Stevens-Johnson syndrome (SJS) is a potentially dangerous disorder involving skin and mucous membranes. In most situations, SJS is a reaction to a medication. It usually begins with mild flu-like symptoms such as fever, fatigue, sore throat or mouth and burning eyes but quickly morphs into something more serious. A purple or red rash on the skin can appear up to three days after the initial symptoms present. Another indication of SJS is blisters that form on the skin and mucous membranes around the nose, mouth and genitals. Please seek immediate medical attention if these symptoms arise, as Stevens-Johnson syndrome can be treated if caught in time.
If untreated, Stevens-Johnson syndrome can turn into Toxic Epidermal Necrolysis (TEN). While just 10% of the skin is affected with SJS, TEN is a life-threatening condition where more than 30% of the skin has blisters and red or purple rash. Hospitalization is required with TEN for healing and pain control.
What Medications Cause Stevens-Johnson Syndrome?
SJS and TEN are significant skin reactions most commonly triggered by medication. Often these medications are specialized drugs that treat specific disorders. One example is allopurinol (also known as Aloprim, Lopurin and Zyloprim), which treats gout – a form of arthritis – and kidney stones. In a Stevens-Johnson syndrome study conducted at Vancouver General Hospital between 2001 and 2011, 64 patients were evaluated to identify which medications had triggered their SJS and/or TEN. Allopurinol was the common medication in 75% of those cases.

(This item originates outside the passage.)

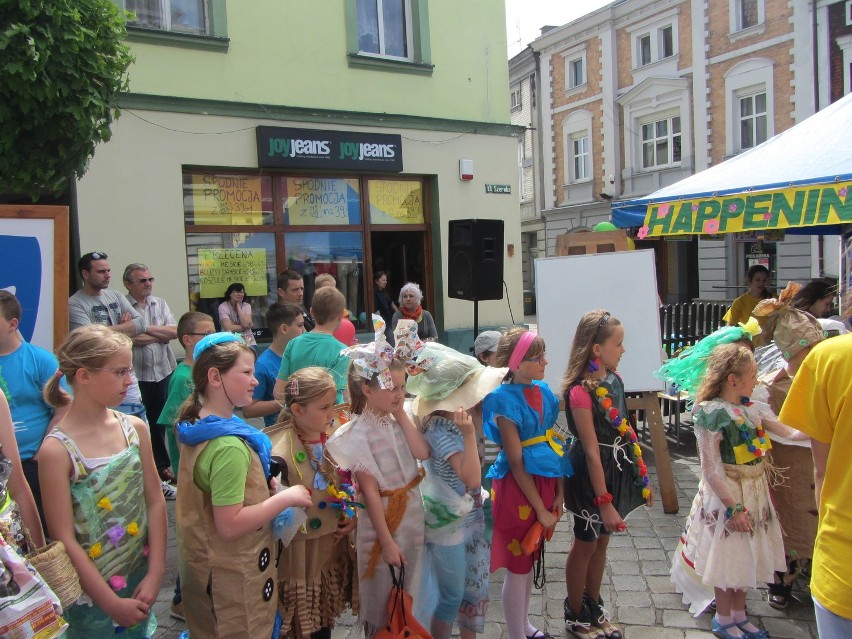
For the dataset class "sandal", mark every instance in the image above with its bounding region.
[710,619,743,639]
[583,593,623,639]
[726,619,769,639]
[562,597,606,639]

Several antibiotics used to treat infection also place people at risk of developing Stevens-Johnson syndrome. These include drugs like sulfasalazine and nevirapine, which treat HIV infection. Seizure medications such as carbamazepine, phenytoin and lamotrigine can also trigger the disorders. And because certain seizure medications are sometimes used to treat bipolar disorder, those patients are also at risk.
Cases of SJS and TEN have also been reported by people taking over-the-counter non-steroidal anti-inflammatory drugs (NSAIDs) like acetaminophen for fever and pain relief. Always be aware of the potential side effects of any medication, not just Stevens-Johnson syndrome. Experts believe that the immediate risk of developing SJS is highest during the first two months of taking these medications. However, it’s important to watch for symptoms for the duration of use or even after you stop using the Stevens-Johnson syndrome-linked medications.
Stevens-Johnson Syndrome Legal Options
Drug manufacturers play an important role in treating disorders and diseases, but they do not always act in the best interest of consumers. Each medication with a risk of Stevens-Johnson syndrome, TEN or any other adverse health effect should contain an obvious warning label. Healthcare providers and pharmacists should also talk to their patients about the potential SJS risks or other side effects of prescribed medications. If they fail to do so and are negligent in prescribing a medication that leads to Stevens-Johnson syndrome, patients could file a medical malpractice lawsuit. Lawsuits can also be filed against the drug manufacturers for failing to apply Stevens-Johnson syndrome warnings to their products.
What To Do If You Experience Stevens-Johnson Syndrome Symptoms
If you or someone you know is experiencing symptoms consistent with SJS and TEN, seek immediate medical attention. Recovery from SJS and TEN can be overwhelming and expensive for patients and their families. If you suspect that SJS or TEN resulted from the negligence of a physician, pharmacist or manufacturer, consider consulting a knowledgeable Stevens-Johnson syndrome attorney who can help you fight for compensation and assist you in emotional and financial recovery. You may be eligible for damages, including medical bills, lost wages, pain and suffering, and more. Taking a prescribed medication for a health problem should not mean putting yourself further at risk, but it can if those risks are not conveyed to patients who are sadly often overlooked.